Golden Age Auctions
There is sports memorabilia. There’s rare sports memorabilia. And then there is the Elder Wand: Tiger Woods’ uber-famous Scotty Cameron Newport 2 putter. The sleek, Titleist blade putter that has been in Tiger’s bag for all-but-one of his 15 major championships. And now, it belongs to someone else.
Well, not exactly. Tiger is still the owner of the original Elder Wand. He still uses it in competition regularly, steadily wearing out the sweet spot on the gorgeous, cherry-plumb blade. But he is not the owner of every Elder Wand.
Even a piece of equipment as reliable as Tiger’s famed putter is not infallible. For years, Tiger has kept backups close in case of emergency. And over time, those backups have begun to leak out into the public sphere.
This weekend, the newest of those backups went up for sale through Golden Age Golf, an auction house for historic golf memorabilia.
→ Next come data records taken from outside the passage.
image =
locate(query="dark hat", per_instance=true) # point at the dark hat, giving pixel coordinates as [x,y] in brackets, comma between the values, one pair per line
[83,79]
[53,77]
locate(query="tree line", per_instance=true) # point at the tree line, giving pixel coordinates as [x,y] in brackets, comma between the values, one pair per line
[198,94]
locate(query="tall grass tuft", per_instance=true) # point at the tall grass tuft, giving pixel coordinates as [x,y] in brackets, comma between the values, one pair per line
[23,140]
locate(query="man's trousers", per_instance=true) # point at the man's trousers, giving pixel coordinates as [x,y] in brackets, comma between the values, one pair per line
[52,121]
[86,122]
The putter is a mirror image of Tiger’s famed putter and originates back to Tiger’s 2002 season — the year after the “Tiger Slam.” According to Golden Age Golf, Scotty Cameron only produced one or two of these “backup” putters per year, and it is believed that only around a half-dozen of them exist.
According to Ryan Carey, the founder of Golden Age Golf, the price tag on the real Elder Wand is somewhere in the mutiple millions. But there’s a healthy market for the backups, too, as collectors first learned in late 2020. It was then, almost a year ago, when a similar backup Elder Wand sold for a little more than $155,000, a massive sum for a backup piece of equipment.
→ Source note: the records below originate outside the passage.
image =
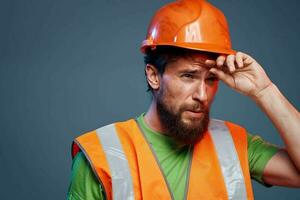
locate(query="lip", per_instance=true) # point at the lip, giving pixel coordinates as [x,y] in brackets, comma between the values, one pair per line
[195,114]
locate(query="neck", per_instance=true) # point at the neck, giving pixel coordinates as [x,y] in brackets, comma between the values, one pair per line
[152,119]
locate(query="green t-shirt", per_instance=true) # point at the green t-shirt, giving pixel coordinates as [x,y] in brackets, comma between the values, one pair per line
[174,162]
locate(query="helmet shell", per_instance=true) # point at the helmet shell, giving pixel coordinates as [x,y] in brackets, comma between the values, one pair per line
[190,24]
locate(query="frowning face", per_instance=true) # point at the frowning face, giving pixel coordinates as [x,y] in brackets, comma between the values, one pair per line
[187,89]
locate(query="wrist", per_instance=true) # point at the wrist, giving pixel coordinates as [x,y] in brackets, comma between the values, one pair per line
[265,93]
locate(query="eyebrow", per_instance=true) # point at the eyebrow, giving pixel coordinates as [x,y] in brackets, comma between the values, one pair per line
[191,71]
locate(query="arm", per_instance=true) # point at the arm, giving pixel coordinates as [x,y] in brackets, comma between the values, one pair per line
[245,75]
[84,184]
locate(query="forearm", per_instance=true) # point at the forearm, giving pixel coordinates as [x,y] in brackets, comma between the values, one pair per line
[285,118]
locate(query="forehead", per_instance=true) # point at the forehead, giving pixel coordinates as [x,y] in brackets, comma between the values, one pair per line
[192,61]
The latest Elder Wand carries a unique artifact with it: a letter from Scotty Cameron specifying the putter was built for Tiger Woods. It made its way to Golden Age Golf by way of the Middle East, where it lived for the last two decades. By the end of the week, bidding on the 2002 putter had already risen $115,000 … and there was still more than a day of bidding left.
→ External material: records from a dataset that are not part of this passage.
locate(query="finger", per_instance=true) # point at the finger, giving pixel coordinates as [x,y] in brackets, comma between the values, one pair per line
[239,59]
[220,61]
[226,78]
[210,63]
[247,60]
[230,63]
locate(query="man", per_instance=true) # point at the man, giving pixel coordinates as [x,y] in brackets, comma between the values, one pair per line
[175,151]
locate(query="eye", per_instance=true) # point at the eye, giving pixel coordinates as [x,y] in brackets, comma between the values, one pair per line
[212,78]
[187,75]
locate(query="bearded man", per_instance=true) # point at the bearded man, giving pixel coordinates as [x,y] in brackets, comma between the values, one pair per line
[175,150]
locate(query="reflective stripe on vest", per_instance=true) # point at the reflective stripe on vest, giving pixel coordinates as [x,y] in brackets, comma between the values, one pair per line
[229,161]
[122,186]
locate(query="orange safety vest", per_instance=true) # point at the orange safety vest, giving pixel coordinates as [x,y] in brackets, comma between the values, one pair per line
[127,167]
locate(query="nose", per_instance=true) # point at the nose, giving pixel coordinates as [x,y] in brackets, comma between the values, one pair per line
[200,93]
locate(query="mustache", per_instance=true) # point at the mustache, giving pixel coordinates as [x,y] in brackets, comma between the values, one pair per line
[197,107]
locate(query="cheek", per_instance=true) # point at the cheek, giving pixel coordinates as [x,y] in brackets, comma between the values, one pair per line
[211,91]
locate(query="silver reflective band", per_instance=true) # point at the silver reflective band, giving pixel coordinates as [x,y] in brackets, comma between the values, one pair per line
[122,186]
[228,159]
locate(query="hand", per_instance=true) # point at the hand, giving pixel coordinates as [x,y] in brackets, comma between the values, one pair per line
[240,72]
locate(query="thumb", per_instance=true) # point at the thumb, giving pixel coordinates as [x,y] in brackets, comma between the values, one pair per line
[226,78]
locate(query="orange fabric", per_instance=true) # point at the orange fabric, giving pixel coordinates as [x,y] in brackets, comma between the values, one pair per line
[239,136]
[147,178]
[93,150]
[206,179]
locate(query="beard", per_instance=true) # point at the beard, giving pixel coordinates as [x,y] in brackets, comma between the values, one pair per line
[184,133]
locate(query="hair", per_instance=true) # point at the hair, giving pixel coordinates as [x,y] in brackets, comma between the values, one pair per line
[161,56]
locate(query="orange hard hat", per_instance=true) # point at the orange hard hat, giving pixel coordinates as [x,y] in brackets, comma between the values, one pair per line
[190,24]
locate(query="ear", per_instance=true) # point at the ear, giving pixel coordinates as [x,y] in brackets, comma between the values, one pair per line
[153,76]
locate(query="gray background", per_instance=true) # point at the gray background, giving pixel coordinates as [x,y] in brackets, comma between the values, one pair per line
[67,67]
When the dust settled, the final pricetag of golf’s most famous putter blew away any prior expectations. The final number: $393,300, believed to be the most ever spent on a golf club.
It’s unlikely this will be the last we see of the Elder Wand in the collectors market. And if the current trends in memorabilia continue, Golden Age Golf says we could see a putter in a similar ilk sell for upward of $1 million.
A pretty penny for a very pretty putter … even if the three-putts aren’t.